The notebook of Marie Curie, tragically, is smeared with radioactive fingerprints: people of her generation did not know how dangerous radiations could be. This image is from

If like me you keep a look on C-SPAN, you got to admit (surprise, surprise) that some people in Washington are smarter than you and me. So what is it that does not work? It is not corruption, we always have too much corruption, but not enough to justify our stagnation.
Some people get so exasperated by our muddy economics, that they would gladly let go of the federal reserve altogether (check for instance the interesting site of co-stumbler LesLafave here).
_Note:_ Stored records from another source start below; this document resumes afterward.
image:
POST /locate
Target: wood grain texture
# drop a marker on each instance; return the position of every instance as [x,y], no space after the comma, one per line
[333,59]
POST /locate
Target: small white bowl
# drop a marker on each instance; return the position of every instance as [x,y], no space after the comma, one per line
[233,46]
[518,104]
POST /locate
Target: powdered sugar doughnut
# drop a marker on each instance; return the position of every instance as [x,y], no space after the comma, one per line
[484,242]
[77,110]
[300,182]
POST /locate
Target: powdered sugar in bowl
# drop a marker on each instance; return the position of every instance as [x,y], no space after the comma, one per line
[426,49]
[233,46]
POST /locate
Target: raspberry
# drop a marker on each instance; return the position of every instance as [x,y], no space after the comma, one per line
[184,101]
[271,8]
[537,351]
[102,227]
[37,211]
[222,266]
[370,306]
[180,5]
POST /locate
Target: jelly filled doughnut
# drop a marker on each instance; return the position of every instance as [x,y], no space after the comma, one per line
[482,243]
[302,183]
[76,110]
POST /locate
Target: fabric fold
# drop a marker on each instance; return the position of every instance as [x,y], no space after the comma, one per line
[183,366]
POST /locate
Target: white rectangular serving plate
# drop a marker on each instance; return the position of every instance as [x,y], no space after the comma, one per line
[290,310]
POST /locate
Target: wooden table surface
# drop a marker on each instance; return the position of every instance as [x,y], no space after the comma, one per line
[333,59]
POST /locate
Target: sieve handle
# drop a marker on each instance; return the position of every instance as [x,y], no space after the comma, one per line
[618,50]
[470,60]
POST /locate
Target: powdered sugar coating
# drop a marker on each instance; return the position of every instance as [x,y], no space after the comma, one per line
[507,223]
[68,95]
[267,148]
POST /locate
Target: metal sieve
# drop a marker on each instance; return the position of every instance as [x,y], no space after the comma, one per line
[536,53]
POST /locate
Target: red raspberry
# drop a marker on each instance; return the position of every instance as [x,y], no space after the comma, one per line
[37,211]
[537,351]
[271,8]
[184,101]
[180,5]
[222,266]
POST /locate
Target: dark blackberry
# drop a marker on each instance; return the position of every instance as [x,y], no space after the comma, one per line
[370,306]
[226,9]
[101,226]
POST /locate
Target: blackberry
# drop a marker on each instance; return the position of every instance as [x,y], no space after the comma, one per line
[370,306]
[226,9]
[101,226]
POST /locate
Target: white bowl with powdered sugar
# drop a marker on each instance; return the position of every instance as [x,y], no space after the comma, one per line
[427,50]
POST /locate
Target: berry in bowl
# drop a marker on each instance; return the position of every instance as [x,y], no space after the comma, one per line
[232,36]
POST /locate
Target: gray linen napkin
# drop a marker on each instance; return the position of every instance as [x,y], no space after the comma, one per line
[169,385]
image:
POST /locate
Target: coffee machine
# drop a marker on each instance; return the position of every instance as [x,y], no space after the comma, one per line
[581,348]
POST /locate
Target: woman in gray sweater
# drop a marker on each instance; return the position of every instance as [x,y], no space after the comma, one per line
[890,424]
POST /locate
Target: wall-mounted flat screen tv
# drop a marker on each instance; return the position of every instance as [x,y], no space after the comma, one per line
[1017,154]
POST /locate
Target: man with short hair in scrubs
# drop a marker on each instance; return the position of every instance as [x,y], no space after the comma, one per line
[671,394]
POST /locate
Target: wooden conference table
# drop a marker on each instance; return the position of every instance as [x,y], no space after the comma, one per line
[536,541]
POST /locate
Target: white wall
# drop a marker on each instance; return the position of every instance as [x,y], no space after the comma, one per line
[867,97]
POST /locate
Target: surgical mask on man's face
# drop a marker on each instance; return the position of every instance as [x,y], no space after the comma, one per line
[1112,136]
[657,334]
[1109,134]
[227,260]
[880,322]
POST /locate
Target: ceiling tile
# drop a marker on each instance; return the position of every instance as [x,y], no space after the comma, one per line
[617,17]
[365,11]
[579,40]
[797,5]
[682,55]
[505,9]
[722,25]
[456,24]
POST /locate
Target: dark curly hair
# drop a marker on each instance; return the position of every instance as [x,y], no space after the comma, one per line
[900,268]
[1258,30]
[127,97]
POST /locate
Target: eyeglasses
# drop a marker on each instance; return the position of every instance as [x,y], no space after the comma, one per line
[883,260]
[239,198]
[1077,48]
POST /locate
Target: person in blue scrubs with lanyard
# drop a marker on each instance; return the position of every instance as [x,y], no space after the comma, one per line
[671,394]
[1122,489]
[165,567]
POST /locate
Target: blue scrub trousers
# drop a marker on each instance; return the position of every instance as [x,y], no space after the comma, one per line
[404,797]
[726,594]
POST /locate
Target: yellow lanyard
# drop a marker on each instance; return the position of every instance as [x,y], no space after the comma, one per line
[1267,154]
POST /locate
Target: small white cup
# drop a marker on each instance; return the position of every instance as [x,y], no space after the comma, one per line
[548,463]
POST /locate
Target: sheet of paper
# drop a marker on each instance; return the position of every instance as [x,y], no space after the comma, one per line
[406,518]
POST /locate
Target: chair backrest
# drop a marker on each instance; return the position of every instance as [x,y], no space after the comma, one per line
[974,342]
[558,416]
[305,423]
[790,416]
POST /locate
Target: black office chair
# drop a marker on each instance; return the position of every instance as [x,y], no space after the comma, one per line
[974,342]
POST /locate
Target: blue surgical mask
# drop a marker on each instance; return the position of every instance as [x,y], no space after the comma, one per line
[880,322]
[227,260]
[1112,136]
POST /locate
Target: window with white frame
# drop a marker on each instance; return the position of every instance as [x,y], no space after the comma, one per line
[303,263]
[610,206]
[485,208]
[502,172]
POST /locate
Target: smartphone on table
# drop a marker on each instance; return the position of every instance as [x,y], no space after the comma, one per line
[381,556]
But I am not sure that any ideology is the guilty part: past experiences show that zero intervention does not work and too much intervention does not work either.
I think that sometimes, smart people get lost in the details instead of keeping the aim in mind. They should do like the old chemists did.
Many years ago, a chemistry Prof of New Zealand, Keith Hunter,check him here told me that a chemist notebook should always start with writing down what is the aim of the experiment. In a chemistry notebook, you write down everything, because trivial things like using glass or plastic could explain why you have contamination or why you cannot reproduce earlier results. Why do you write down the aim? Because you can get lost in so many sub-experiments, such as checking the use of plastic vs the use of glass that your original intention can very well get lost in the details.
Dear economists, please work as chemists do. After consulting, getting counter-proposals, after the interventions of various ideologues, politicians and lobbyists, after incorporating all the details you had forgotten in the first place, please check again your final thoughts against what you first wanted to accomplish. Are you off course? Does your solution answer the question?